Hug von Almeshofen hatte die Einladung an den Grafen Egino zu Freiburg, an dessen Bruder Heinrich zu Badenweiler und an den Markgrafen von Hachberg selber besorgt.

Die Burg zu Freiburg war die schönste in deutschen Landen und ihr Besitzer Egino I. ein gastfreundlicher, leichtlebiger und darum mit Schulden behafteter Herr. Der arme Ritter aus dem Ried zwischen Brig und Breg versprach sich drum einen guten Tag beim lustigen Grafen auf dem Schloßberg an der Dreisam.

Es war hohe Mittagszeit, als Ritter Hug über den Schwarzwald her auf das Schloß von Freiburg geritten kam.
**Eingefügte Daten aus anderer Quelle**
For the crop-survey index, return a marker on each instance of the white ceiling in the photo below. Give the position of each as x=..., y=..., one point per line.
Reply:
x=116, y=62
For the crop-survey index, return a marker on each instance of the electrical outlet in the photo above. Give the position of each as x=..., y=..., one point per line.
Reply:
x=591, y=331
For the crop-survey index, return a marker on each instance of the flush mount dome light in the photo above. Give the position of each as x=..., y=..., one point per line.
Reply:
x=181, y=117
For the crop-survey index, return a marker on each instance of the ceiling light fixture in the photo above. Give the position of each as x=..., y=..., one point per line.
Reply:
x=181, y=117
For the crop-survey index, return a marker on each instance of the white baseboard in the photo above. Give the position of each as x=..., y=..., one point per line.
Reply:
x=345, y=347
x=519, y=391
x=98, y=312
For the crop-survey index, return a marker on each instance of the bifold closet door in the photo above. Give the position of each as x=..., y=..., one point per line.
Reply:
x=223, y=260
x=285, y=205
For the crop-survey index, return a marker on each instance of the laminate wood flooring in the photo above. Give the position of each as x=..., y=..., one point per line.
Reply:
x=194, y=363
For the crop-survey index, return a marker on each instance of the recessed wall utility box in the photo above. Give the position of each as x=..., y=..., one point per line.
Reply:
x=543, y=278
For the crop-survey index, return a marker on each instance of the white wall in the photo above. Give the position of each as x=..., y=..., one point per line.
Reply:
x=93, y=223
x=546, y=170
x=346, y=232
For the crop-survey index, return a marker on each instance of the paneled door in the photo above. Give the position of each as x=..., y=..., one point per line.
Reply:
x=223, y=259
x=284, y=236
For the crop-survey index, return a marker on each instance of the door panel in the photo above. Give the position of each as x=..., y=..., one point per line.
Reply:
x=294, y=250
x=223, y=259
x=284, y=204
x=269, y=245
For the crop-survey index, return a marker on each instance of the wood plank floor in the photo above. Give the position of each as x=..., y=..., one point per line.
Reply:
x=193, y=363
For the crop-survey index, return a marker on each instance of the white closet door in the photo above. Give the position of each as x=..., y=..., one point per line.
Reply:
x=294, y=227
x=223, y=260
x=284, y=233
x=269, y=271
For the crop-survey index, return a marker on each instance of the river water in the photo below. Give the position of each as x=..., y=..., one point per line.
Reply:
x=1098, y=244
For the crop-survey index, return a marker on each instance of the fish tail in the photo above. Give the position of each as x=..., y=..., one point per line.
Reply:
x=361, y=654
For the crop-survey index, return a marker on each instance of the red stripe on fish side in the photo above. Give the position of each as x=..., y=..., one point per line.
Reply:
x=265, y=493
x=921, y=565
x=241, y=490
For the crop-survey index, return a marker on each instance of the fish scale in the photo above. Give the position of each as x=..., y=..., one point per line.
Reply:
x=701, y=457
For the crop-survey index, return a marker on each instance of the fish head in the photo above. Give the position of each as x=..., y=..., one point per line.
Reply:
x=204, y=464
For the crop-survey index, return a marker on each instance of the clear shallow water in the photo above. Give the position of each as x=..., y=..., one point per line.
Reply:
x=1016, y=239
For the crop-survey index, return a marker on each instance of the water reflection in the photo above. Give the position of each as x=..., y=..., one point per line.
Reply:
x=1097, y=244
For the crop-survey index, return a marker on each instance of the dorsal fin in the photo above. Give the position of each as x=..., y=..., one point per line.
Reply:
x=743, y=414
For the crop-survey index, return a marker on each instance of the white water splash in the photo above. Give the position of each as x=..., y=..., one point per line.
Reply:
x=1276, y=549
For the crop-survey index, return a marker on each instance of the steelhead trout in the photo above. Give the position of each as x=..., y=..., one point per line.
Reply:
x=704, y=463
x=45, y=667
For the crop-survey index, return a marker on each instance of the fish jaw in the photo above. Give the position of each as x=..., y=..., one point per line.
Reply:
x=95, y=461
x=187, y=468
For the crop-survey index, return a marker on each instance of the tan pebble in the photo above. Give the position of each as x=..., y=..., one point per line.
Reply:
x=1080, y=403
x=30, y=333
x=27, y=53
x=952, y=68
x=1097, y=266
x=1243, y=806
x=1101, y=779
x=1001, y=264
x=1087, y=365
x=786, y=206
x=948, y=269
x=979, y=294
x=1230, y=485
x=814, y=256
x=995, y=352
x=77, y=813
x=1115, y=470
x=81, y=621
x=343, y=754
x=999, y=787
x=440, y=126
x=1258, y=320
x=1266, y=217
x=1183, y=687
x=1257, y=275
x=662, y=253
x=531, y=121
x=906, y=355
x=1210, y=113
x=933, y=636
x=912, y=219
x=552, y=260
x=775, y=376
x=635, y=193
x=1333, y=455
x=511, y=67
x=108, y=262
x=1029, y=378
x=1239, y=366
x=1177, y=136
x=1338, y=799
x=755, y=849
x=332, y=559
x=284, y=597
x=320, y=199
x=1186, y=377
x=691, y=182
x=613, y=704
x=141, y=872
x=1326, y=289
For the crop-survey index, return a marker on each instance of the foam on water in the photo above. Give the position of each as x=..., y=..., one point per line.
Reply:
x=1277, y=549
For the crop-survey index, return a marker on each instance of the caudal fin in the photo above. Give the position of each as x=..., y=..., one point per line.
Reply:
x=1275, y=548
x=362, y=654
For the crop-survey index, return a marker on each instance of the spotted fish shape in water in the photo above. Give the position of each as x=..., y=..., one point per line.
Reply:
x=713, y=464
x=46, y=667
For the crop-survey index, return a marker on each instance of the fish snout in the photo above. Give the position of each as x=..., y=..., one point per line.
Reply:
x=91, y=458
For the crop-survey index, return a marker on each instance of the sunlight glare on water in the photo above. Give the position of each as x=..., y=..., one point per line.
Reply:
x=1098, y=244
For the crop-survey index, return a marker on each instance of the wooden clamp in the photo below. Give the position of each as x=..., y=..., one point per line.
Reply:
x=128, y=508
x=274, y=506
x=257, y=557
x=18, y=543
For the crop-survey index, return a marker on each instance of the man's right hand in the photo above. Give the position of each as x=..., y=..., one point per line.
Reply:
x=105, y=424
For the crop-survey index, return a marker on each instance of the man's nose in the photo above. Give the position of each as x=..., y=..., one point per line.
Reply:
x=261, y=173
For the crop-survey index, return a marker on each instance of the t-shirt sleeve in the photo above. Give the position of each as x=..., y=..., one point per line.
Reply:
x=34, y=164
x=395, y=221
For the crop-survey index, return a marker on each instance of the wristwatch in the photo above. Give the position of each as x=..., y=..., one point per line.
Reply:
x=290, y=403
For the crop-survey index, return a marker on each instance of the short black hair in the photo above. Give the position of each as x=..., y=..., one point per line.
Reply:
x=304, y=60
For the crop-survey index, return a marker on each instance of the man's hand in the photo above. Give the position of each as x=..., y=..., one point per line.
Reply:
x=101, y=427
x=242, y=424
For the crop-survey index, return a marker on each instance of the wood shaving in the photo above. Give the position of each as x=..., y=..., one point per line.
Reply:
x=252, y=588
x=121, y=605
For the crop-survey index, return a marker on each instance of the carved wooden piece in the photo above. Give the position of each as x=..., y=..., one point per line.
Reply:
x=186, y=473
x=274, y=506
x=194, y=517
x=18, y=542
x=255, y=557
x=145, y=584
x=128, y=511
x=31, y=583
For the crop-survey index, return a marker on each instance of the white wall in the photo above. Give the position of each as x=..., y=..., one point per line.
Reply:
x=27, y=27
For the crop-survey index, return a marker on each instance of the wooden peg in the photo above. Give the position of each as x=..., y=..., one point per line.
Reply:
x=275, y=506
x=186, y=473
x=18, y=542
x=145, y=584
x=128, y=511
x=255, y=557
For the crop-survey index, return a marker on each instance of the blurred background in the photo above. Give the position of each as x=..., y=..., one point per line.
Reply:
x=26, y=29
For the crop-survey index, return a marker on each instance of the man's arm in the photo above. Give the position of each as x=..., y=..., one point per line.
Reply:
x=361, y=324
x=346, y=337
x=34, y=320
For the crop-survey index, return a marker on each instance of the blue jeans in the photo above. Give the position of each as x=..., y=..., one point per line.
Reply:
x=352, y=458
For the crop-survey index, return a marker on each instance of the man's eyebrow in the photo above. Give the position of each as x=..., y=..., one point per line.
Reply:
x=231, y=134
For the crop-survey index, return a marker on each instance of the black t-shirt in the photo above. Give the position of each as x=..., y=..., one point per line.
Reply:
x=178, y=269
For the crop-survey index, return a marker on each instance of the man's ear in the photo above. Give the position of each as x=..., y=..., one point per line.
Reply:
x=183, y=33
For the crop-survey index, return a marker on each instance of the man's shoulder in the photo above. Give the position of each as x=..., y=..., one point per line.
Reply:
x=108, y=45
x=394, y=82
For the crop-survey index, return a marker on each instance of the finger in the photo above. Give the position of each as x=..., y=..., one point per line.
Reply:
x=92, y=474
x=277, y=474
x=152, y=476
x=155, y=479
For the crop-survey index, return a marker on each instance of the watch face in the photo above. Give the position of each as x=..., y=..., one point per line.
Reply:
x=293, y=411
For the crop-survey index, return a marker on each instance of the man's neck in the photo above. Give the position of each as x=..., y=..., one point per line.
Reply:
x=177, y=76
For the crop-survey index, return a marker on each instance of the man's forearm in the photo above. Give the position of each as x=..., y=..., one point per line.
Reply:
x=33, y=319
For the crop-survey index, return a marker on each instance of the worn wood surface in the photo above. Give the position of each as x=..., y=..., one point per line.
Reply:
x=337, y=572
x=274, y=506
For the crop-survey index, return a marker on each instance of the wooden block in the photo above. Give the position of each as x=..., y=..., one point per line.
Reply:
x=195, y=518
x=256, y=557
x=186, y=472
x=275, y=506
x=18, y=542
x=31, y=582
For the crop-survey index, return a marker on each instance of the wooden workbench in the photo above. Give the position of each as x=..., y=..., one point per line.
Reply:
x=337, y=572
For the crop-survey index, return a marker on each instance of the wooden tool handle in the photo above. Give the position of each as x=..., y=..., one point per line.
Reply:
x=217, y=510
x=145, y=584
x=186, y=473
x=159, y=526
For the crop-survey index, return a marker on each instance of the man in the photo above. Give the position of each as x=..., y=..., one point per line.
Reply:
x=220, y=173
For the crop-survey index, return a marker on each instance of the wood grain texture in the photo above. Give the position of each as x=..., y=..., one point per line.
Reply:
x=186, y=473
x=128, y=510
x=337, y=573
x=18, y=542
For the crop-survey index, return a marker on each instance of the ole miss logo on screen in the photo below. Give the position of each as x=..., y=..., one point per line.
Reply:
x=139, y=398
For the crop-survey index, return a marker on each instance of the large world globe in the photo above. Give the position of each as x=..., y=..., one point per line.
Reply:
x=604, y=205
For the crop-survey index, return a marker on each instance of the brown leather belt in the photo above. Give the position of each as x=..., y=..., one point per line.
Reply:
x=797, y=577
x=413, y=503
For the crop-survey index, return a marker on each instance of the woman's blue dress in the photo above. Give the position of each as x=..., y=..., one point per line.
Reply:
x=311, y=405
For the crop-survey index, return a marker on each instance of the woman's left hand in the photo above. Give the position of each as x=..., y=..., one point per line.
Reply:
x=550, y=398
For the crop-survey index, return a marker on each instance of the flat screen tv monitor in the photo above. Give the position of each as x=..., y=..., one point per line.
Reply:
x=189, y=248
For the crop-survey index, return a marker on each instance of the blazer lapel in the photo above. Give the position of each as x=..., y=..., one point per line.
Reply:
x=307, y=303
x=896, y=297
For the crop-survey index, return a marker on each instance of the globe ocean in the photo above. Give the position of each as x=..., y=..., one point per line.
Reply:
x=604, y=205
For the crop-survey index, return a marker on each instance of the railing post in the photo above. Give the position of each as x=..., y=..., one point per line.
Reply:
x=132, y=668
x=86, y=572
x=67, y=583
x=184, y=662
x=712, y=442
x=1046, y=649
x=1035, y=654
Der Graf machte eben seinen Schlaf in der Kemenate, und der Burgvogt bewirtete indes in der Ritterstube den Gast mit Trunk und Imbiß.

»Gott willkommen, Hug, alter Freund aus jungen Tagen!« rief bald darauf Egino, in die Stube tretend, dem Ritter zu. »Ihr habt gewiß Botschaft von meinen Vettern auf dem Fürstenberg. Haben sie eine Fehde oder sind reiche Kaufleute um den Weg, die du mir melden sollst? 's ist nicht mehr so gut niederwerfen, wie vor zehn Jahren. Seitdem der Leibsänger unseres Königs, Ottokar von Horneck, gesungen:

Von Friburg graf Egen
Uf straßen und uf wegen
Lîden von ihm große schwer
Des kunigs und des rîches burger.

Und seitdem der König selbst mich in meinem Neste belagerte, gilt's Vorsicht«

»Hab' ungefährliche Botschaft, Herr Graf«, erwiderte der Ritter. »Ich soll Euch laden zur Huldigung nach Villingen auf Sankt Bartholomä demnächst. Meine Herren haben geteilt. Graf Egino nimmt Villingen und Hasela, und Graf Friedrich wird Herr in der Baar. Ihr werdet aber gebeten, den Weg über den Zindelstein zu nehmen und von dort aus mit unserm Herrn Egino nach Villingen zu reiten.«

»Da wünsch' ich«, antwortete der Herr von Freiburg, »meinem Vetter Egino Glück, wenn er Herr von Villingen wird. Er wird seine liebe Not haben mit den Städtebürgern. Ich kenn's; meine Freiburger da drunten haben mich's gelehrt, was es heißt, Herr sein über Philister. Die Kerle wollen immer mehr Freiheiten und immer weniger bezahlen. Unsereiner aber braucht Geld, viel Geld. Wegelagern duldet der alte Habsburger, unser König, nicht, und die Bürger, so am meisten Geld haben, wollen nichts herausgeben. In solchen Zeiten, lieber Hug, mag der Teufel Graf von Freiburg sein. Schöne Aussicht hat man hier oben auf meiner Burg, aber schlechtes Einkommen, Freund! Doch mir verderben die da drunten den Humor nicht. Ich laß' mir nichts abgehen und mache bei den Juden in Basel Schulden, welche die Freiburger bezahlen dürfen.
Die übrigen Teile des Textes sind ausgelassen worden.